A renewed impetus is given to the growth of the cooperative sector to promote primary agriculture credit societies (PACS). The proposed computerisation of 63,000 cooperative societies will unlock the true potential and strengthen the cooperative movement in the country, deepen its reach to the grassroots, and promote cooperative-based economic development.

Agriculture Accelerator Fund

This is being set up to encourage and support agro startups in rural areas. It will implement cost-effective solutions to problems encountered by farmers by introducing contemporary technologies such as AI and drones for monitoring soil and crop health. Smart farming Practices will assist farmers in improving farming techniques and will help develop farmer-centric solution for crop planning.

Agriculture credit

With a focus on animal husbandry, dairy and fisheries sectors, an 11% increase in agriculture credit to Rs 20 lakh crore has been provided for 2023-24. This will enable farmers to meet their short-term crop loan requirements.
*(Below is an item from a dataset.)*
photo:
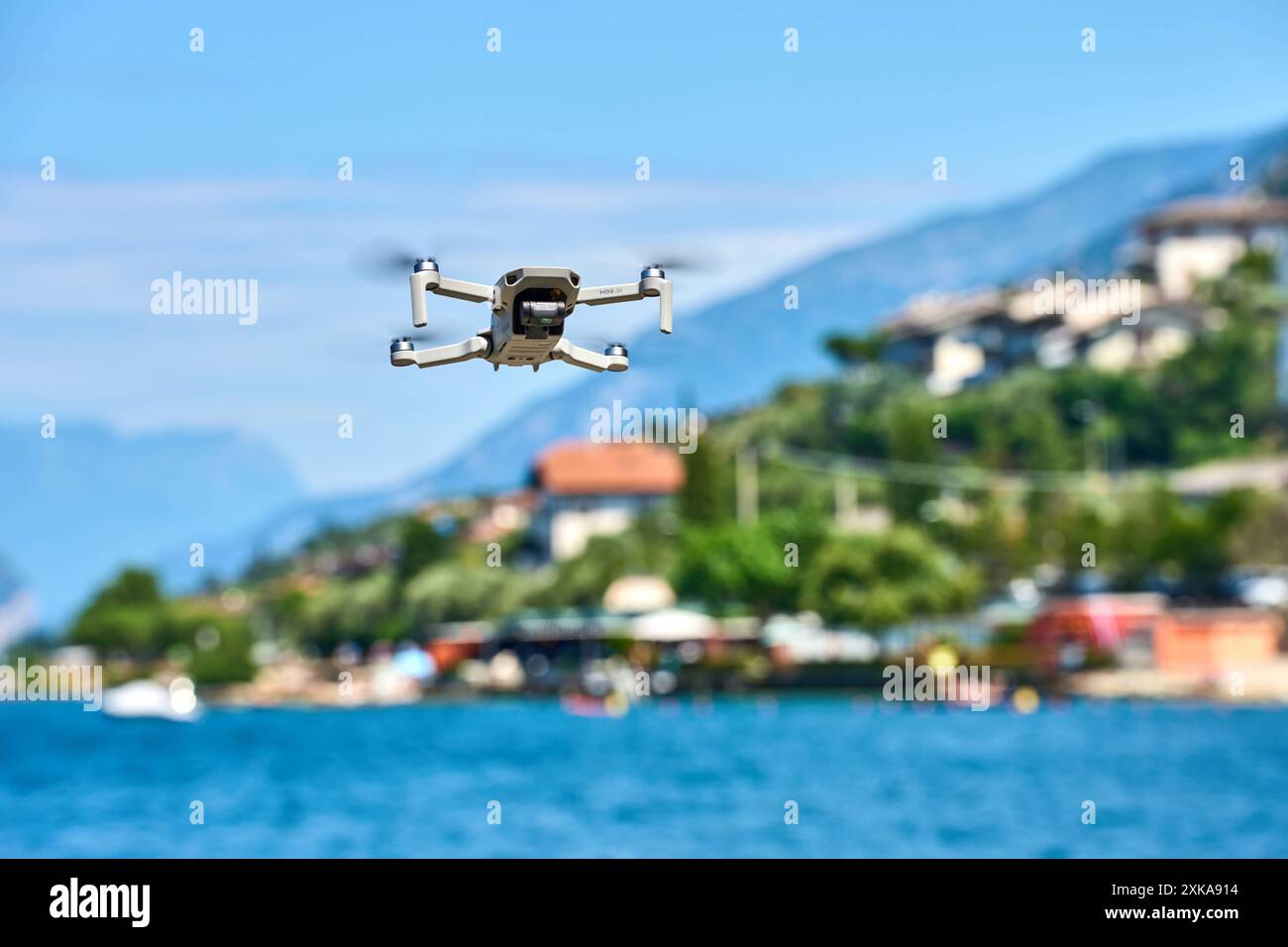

Decentralised Storage Capacity

Budget 2023 has proposed to create efficient storage capacity for agri-commodities with improved infrastructure like cold storages and better logistics. This will help reduce wastage, prevent distress sale of the produce, improve value addition, ensure better farmers’ returns, promote employment, and increase export earnings.

The government looks to reorient the agriculture sector to higher levels of farmers welfare through green farming, promoting digital technology and AI driven solutions, setting up of agro start-ups in rural areas, decentralised storage and thus better price realisation. All this will help the country achieve $100 billion agri-exports by 2030 compared with just $50.2 billion in 2020-21. Digitisation and the resultant efficiency gains coupled with upskilling of farm workers will be an important driver of India’s economic growth in the medium term.

The sector still faces challenges such as poor infrastructure, limited access to markets, and unfavourable weather conditions, but it continues to be an important source of food security and economic growth for India.